Monday, November 14, 2016


After Donald Trump’s shocking presidential win, the US and the world are trying to grasp what it will mean. Some have dubbed the event a bigger shock than Brexit. Aside from the elevated risks to the US economy, what does it mean for Indonesia?

The US stock market rebounded after the initial sell-off on the news that Trump had won. The winners were banks and pharmaceuticals. Banks will thrive on a friendlier White House. Pharmaceutical companies are happy to be rid of pressures of price-fixing from the Democrats. Defense stocks soared on planned larger armed forces spending. Meanwhile, the treasury market also rose from the earlier sharp decline. The pattern of sell-off then rebound also took place after the June 2016 Brexit decision. But does it mean all is well?

Trump’s acceptance speech appears to have calmed frayed nerves, and governing is usually less poetic than campaigning. The recent precedent of an inexperienced president guided by senior statesmen can appear under control. Remember George W. Bush? If you think his leadership was fine, think again. His eight years in office saw the Iraq invasion and the global financial crisis. Lax financial regulations and rising deficit were the bases of the 2008 meltdown.
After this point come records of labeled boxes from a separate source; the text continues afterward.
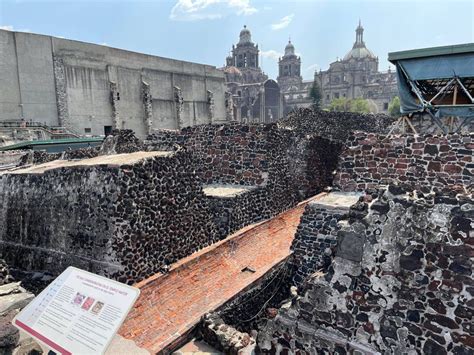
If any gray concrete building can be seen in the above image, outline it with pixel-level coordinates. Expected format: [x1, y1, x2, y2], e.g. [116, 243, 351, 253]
[0, 30, 230, 137]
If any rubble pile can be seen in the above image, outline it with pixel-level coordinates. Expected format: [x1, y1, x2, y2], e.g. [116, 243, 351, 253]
[334, 132, 474, 193]
[278, 108, 394, 142]
[258, 186, 474, 354]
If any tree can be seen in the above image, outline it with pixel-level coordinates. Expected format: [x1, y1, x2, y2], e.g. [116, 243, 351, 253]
[388, 96, 400, 117]
[309, 79, 322, 110]
[329, 97, 351, 112]
[349, 97, 370, 113]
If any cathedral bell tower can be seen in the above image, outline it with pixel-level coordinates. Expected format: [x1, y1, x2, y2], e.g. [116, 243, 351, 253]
[277, 40, 303, 91]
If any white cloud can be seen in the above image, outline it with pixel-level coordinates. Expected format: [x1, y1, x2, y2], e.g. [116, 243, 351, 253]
[260, 49, 283, 60]
[0, 25, 31, 32]
[271, 14, 295, 31]
[170, 0, 258, 21]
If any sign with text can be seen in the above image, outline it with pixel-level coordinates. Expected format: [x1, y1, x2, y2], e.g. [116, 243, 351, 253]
[13, 266, 140, 354]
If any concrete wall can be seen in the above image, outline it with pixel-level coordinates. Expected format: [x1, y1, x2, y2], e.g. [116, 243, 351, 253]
[0, 30, 225, 137]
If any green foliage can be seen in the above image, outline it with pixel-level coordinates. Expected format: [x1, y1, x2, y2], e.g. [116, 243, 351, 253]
[309, 79, 322, 110]
[388, 96, 400, 117]
[349, 97, 370, 113]
[329, 97, 370, 113]
[329, 97, 351, 112]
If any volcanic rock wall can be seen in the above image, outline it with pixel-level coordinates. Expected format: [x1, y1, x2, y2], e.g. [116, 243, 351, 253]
[334, 132, 474, 193]
[291, 192, 358, 286]
[258, 187, 474, 354]
[0, 152, 217, 283]
[279, 108, 394, 142]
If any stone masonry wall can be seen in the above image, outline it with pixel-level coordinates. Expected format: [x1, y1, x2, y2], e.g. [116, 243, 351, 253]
[334, 132, 474, 193]
[0, 152, 218, 283]
[258, 186, 474, 355]
[278, 108, 394, 142]
[291, 203, 349, 286]
[145, 123, 340, 241]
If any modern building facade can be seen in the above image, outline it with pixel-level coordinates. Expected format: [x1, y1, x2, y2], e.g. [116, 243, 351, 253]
[222, 26, 283, 122]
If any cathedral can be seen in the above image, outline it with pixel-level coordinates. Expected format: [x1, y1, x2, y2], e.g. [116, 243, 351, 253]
[222, 21, 398, 122]
[223, 26, 283, 123]
[277, 22, 398, 113]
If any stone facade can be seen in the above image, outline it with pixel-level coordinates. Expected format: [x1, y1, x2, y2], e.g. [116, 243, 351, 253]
[0, 152, 218, 283]
[291, 197, 349, 286]
[335, 132, 474, 193]
[279, 108, 394, 143]
[0, 30, 226, 138]
[278, 23, 398, 113]
[222, 26, 283, 123]
[258, 186, 474, 354]
[146, 123, 340, 237]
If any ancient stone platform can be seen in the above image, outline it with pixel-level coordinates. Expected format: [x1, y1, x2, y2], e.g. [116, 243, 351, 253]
[0, 151, 168, 174]
[119, 194, 324, 353]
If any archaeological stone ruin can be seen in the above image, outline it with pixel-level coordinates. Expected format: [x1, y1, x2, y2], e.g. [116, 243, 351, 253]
[0, 108, 474, 355]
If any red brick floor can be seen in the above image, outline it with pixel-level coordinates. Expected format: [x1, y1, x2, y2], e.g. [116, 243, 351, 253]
[119, 194, 323, 353]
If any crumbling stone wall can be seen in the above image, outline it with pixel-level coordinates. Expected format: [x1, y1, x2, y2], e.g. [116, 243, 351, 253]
[0, 152, 218, 283]
[291, 201, 349, 286]
[334, 132, 474, 193]
[278, 108, 394, 142]
[258, 186, 474, 354]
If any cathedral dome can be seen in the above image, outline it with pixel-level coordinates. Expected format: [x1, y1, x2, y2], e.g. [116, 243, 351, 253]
[344, 21, 376, 60]
[224, 66, 242, 75]
[239, 25, 252, 43]
[344, 46, 375, 60]
[285, 40, 295, 56]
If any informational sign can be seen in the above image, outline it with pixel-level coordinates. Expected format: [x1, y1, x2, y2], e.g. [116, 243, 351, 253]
[13, 267, 140, 354]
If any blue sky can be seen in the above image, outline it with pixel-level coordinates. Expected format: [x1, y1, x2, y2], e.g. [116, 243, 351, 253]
[0, 0, 474, 79]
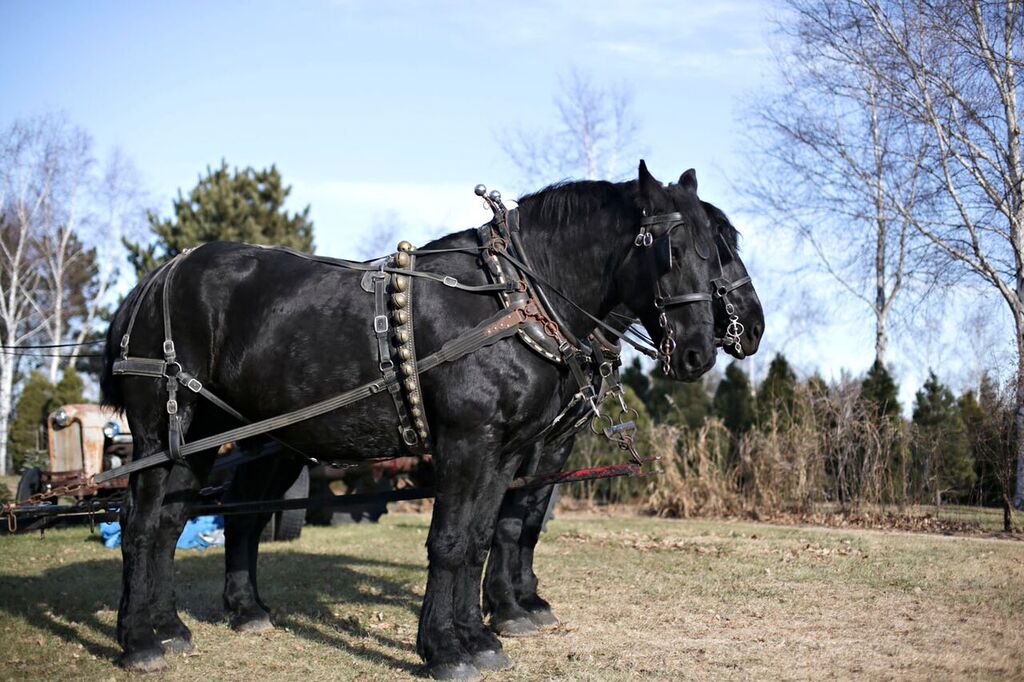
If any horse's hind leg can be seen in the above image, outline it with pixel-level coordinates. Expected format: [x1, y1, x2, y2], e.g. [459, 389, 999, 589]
[151, 451, 217, 653]
[223, 455, 304, 632]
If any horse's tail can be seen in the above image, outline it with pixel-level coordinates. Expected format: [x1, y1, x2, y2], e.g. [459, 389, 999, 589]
[99, 267, 166, 412]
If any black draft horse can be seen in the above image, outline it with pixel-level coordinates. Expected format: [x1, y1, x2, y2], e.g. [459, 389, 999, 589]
[483, 202, 764, 637]
[100, 162, 715, 679]
[216, 192, 764, 636]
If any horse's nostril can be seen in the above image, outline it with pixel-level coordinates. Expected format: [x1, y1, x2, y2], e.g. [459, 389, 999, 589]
[683, 348, 703, 372]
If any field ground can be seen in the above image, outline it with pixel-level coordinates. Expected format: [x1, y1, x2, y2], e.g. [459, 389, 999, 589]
[0, 514, 1024, 682]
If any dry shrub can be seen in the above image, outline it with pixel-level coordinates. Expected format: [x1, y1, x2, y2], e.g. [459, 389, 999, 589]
[644, 419, 738, 517]
[642, 384, 908, 517]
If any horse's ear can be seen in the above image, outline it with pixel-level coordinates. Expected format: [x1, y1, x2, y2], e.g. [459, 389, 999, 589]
[679, 168, 697, 191]
[638, 159, 665, 201]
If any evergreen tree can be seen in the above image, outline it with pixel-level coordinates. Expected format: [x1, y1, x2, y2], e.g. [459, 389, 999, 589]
[913, 372, 976, 503]
[714, 360, 754, 435]
[648, 376, 711, 429]
[7, 371, 53, 471]
[959, 374, 1017, 507]
[125, 162, 313, 278]
[757, 353, 797, 424]
[860, 360, 902, 419]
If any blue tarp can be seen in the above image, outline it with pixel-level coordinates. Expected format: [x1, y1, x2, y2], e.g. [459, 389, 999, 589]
[99, 516, 224, 549]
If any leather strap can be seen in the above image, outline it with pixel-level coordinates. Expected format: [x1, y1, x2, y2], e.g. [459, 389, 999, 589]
[94, 308, 526, 483]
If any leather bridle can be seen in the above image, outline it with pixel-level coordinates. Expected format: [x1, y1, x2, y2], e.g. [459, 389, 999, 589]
[633, 211, 721, 374]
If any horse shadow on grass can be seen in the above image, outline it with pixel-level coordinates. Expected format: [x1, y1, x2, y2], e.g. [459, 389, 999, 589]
[0, 540, 425, 674]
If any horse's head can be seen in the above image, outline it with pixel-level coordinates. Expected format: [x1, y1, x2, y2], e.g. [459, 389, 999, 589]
[700, 200, 765, 359]
[618, 161, 717, 381]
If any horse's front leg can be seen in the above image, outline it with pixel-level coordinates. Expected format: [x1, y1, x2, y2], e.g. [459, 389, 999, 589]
[223, 456, 303, 632]
[117, 456, 169, 672]
[513, 438, 575, 629]
[483, 447, 541, 637]
[417, 438, 518, 680]
[151, 451, 217, 653]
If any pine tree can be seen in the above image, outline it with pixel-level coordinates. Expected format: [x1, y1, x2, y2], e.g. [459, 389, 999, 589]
[913, 372, 976, 504]
[124, 161, 313, 276]
[7, 372, 53, 471]
[959, 374, 1017, 512]
[649, 377, 712, 429]
[757, 353, 797, 424]
[860, 360, 902, 419]
[714, 360, 754, 435]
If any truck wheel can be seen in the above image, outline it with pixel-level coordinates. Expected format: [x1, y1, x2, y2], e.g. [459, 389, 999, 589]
[14, 467, 43, 502]
[267, 467, 309, 542]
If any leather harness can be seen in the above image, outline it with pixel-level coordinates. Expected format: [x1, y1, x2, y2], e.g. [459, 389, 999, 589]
[95, 185, 750, 483]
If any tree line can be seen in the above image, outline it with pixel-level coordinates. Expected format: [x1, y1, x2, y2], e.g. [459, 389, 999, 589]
[741, 0, 1024, 508]
[0, 116, 313, 475]
[570, 354, 1017, 529]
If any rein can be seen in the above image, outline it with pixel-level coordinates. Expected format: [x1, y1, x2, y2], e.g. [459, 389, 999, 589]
[94, 180, 724, 483]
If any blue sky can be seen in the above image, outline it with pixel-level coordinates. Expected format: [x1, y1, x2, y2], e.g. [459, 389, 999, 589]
[0, 0, 1007, 402]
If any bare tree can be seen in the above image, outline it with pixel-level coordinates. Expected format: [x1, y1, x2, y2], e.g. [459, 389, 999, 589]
[738, 0, 928, 364]
[39, 119, 96, 383]
[68, 150, 145, 367]
[790, 0, 1024, 508]
[500, 70, 639, 185]
[0, 120, 59, 475]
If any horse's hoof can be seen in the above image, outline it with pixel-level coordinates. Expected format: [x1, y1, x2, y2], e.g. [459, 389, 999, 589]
[160, 637, 196, 656]
[231, 613, 273, 634]
[428, 663, 483, 682]
[121, 649, 167, 673]
[526, 608, 559, 630]
[473, 649, 512, 672]
[490, 617, 541, 637]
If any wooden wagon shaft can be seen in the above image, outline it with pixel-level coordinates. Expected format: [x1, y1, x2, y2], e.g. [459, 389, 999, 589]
[4, 462, 644, 530]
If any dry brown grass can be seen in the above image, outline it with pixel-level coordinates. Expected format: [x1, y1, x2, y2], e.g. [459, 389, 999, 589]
[0, 514, 1024, 682]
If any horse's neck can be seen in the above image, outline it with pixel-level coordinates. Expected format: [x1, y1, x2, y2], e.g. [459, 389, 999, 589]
[521, 202, 631, 338]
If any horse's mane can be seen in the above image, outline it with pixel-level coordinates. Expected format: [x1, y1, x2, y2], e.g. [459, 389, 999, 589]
[700, 202, 739, 253]
[518, 180, 739, 253]
[518, 180, 635, 225]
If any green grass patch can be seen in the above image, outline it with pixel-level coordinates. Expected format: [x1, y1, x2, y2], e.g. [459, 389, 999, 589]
[0, 514, 1024, 682]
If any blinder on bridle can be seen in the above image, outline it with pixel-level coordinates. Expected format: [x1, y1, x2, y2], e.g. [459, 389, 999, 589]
[634, 213, 711, 278]
[633, 212, 751, 374]
[633, 212, 712, 374]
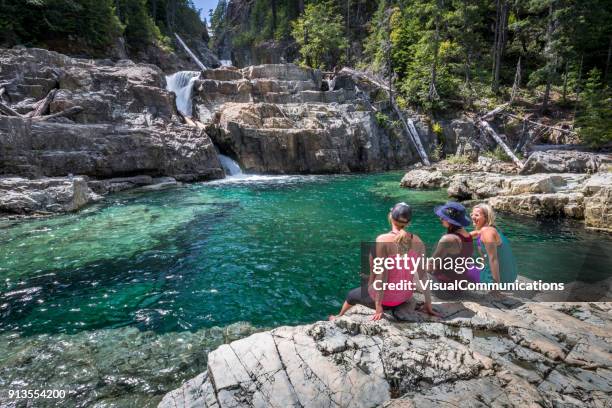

Trump’s campaign platform is scary, despite being vague. His fiscal proposal promises tax cuts with more spending. The tax cuts will amount to a revenue fall of US$6.2 trillion over the next decade. Combined with his spending plan, government debt will rise from 77 percent of gross domestic product (GDP) today to 105 percent in the next 10 years. No wonder the 30-year US bond price plunged and yields went up around 0.2 percent in one day. This will be a big game shifter in global finance. Rising long-term interest will raise the cost of borrowing, not just in the US but globally as well.

In monetary policy, Trump has commented that the current US Federal Reserve governor is too dovish. This amounts to public intrusion into what should be an independent monetary authority. Independence is its main basis for credibility. Many governments have tried to steer monetary policy, but usually behind closed doors. Being overt about it creates problems between the executive branch and the central bank.

For the Fed’s move to raise rates in December, the fundamentals are in place. These are improving GDP growth, lowering unemployment and rising inflation. But, if market turbulence remains worrying, it might delay the hike.

The most conscerning aspect of Trump’s platform is trade and globalization in general. It is likely that he will revisit several trade agreements. This signals a rise in protectionism. Closing the US economy as the largest global market means even lower global trade and growth. This could be the straw that breaks the camel’s back, plunging the world into recession within a year.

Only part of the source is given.